The evidence is mixed at best. Zweig’s October 1987 market call was on the money, and the Hulbert Financial Digestonce reported that The Zweig Forecast ranked first among market newsletters for risk-adjusted performance. Many investors have discovered, however, that making one or two great predictions is often insufficient to generate above-average long run results—you have to be right over and over again to outperform Mr. Market.
Moreover, it appears that achieving excess returns with real dollars is more challenging than making prescient forecasts in a newspaper column. Annualized return for the Zweig Fund from inception in October 1986 through January 31, 2013, was 6.79% calculated from net asset value and 5.84% based on NYSE closing share prices. (The latter figure reflects the difference between the fund’s reported net asset value and the market price of the shares in NYSE trading.) Over this same time period, the annualized return was 9.84% for the S&P 500 Index and 7.90% for a static mix allocated 30% to the S&P 500 Index and 70% to the Barclays Aggregate Bond Index. A tilt toward small cap or value stocks within these indices over this period would have produced even higher returns.
Market timers often acknowledge that their signals do not provide sufficient guidance to outperform a buy-and-hold, 100% equity strategy.
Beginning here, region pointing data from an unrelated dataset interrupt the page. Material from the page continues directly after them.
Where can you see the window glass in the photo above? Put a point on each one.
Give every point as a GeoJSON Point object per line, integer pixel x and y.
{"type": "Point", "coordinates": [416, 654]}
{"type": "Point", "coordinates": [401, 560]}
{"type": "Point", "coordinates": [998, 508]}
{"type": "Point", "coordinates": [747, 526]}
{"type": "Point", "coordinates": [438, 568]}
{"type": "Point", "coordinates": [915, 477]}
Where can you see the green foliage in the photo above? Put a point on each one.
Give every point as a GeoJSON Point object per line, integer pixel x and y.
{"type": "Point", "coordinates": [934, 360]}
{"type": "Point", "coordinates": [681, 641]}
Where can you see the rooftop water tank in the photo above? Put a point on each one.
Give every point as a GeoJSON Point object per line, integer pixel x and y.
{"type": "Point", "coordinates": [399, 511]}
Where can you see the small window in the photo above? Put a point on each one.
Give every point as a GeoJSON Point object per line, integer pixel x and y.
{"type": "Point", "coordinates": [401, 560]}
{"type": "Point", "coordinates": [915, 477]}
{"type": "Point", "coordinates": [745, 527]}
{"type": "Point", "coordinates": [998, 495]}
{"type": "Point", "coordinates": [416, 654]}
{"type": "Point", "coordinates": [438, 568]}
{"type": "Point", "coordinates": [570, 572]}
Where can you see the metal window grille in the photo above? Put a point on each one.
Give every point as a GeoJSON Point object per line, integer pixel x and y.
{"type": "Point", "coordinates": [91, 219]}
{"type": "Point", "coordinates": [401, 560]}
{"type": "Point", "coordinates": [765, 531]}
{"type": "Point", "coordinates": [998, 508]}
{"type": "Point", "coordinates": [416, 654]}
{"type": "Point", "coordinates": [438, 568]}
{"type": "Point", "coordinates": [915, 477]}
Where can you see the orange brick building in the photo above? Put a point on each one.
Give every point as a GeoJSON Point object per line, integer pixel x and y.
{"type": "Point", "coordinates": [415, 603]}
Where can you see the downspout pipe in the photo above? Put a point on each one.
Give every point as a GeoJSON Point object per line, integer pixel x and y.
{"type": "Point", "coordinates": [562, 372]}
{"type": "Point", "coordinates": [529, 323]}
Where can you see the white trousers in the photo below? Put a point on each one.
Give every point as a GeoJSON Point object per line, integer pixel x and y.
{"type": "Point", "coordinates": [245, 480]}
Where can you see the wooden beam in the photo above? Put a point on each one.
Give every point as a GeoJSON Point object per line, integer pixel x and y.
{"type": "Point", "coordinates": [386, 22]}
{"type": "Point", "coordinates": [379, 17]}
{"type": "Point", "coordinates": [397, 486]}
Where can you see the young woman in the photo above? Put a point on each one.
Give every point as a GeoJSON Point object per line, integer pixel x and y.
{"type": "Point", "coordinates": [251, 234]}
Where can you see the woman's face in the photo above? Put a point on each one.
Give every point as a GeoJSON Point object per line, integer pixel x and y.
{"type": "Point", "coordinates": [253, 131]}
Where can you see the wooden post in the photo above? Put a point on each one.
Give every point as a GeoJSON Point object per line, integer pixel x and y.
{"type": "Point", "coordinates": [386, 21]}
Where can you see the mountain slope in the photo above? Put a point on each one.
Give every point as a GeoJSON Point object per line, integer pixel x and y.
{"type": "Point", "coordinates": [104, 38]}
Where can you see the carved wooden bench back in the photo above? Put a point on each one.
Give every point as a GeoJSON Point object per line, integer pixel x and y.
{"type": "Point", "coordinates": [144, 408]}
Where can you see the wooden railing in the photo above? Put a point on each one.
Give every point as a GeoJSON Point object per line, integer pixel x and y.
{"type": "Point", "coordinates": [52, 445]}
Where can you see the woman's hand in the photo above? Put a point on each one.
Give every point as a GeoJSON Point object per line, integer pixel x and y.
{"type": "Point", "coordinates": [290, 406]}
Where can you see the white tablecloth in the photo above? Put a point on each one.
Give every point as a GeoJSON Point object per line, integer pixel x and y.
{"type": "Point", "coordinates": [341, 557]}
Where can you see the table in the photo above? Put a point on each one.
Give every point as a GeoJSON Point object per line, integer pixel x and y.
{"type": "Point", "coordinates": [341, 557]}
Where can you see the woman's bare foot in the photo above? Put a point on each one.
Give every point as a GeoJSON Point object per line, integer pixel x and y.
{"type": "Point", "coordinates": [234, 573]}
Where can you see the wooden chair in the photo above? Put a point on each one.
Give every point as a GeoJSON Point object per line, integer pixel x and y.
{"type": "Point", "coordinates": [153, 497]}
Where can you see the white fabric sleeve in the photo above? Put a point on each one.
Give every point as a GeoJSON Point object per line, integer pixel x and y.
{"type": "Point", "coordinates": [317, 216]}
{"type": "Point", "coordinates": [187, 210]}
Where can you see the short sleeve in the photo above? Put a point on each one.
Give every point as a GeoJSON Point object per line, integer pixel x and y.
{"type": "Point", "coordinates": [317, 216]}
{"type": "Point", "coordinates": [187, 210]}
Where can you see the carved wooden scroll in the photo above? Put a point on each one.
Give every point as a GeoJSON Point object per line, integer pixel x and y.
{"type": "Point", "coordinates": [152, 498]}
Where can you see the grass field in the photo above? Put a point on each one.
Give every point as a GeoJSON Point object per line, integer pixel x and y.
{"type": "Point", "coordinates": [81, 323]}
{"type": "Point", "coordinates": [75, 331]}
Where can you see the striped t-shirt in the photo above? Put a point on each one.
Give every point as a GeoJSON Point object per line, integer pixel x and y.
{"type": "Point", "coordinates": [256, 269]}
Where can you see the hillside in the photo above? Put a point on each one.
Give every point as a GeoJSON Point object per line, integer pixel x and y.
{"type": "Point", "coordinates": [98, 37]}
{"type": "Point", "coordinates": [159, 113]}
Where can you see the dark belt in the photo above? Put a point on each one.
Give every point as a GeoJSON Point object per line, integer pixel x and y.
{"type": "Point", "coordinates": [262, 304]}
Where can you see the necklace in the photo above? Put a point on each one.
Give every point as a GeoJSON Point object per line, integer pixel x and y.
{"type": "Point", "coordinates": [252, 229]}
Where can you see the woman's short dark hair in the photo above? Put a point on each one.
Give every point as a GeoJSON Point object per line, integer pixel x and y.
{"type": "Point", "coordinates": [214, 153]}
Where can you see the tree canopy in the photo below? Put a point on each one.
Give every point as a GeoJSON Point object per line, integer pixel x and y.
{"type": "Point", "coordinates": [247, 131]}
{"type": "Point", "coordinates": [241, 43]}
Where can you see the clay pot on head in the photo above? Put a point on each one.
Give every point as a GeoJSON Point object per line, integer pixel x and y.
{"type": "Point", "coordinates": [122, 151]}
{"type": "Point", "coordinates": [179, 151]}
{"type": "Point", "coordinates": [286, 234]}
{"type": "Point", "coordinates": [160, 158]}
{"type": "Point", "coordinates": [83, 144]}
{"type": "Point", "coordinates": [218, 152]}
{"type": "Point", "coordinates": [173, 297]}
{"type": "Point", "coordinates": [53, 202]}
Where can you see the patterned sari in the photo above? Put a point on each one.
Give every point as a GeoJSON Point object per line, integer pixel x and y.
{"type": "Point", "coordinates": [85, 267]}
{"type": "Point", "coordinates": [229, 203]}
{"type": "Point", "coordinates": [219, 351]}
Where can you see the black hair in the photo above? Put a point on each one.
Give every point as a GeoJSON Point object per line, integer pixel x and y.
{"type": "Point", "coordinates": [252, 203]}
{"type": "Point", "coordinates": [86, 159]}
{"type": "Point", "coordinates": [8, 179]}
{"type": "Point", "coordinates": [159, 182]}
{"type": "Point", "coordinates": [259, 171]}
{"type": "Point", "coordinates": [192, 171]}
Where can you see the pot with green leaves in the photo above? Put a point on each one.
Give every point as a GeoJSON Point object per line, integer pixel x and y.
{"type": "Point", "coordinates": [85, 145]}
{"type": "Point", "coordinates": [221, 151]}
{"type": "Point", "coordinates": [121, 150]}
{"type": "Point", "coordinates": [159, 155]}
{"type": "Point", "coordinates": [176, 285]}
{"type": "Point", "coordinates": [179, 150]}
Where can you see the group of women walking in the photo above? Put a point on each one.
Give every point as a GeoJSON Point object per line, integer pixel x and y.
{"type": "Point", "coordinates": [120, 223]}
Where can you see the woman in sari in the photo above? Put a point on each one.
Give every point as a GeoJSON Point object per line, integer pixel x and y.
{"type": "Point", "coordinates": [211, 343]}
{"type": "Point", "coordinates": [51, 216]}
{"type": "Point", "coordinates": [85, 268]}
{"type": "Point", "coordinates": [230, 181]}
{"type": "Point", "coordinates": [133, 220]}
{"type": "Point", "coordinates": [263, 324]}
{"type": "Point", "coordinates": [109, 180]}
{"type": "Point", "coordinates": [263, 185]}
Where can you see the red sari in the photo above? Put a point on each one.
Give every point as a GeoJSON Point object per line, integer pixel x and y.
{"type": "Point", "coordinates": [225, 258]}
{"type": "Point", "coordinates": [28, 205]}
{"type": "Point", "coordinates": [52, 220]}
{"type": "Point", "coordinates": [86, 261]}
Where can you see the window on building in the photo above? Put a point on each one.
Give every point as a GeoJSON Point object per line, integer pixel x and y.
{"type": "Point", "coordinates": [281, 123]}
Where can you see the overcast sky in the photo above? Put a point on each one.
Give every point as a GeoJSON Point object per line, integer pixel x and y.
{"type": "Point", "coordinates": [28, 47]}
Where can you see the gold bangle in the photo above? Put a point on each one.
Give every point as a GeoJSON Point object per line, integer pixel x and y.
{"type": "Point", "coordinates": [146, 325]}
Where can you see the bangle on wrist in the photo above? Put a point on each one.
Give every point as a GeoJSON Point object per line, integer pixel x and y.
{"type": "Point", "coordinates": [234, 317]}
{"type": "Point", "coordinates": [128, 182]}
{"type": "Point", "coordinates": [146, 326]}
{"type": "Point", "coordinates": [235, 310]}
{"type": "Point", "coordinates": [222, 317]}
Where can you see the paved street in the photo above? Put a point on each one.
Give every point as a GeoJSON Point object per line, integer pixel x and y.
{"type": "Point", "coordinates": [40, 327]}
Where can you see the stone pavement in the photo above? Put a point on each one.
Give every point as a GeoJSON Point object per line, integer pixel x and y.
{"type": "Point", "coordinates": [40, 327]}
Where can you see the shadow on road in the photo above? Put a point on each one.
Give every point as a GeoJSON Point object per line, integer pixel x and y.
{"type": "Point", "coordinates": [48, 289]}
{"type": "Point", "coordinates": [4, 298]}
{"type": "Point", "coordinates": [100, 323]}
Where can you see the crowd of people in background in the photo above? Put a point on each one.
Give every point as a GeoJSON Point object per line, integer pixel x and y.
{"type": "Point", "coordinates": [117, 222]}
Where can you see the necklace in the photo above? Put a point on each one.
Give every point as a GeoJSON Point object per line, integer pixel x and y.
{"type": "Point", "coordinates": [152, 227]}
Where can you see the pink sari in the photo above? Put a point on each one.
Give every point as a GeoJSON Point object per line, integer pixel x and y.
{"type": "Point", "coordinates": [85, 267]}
Their goal, they say, is to avoid major bear market losses by holding a large fixed-income allocation during market downturns and capturing a meaningful portion of equity market rewards by increasing stock holdings during the upswing. Reducing bear market losses may be a laudable goal, but as this example shows, it can also be pursued with greater simplicity by adopting a lower equity exposure at all times and ignoring the costs and frustrations associated with constant fiddling.
It’s safe to say that no one worked more diligently or enthusiastically than Martin Zweig to tease out tomorrow’s stock prices from today’s data. But the evidence suggests that even the most dedicated student of market statistics is unlikely to meet with long-run success.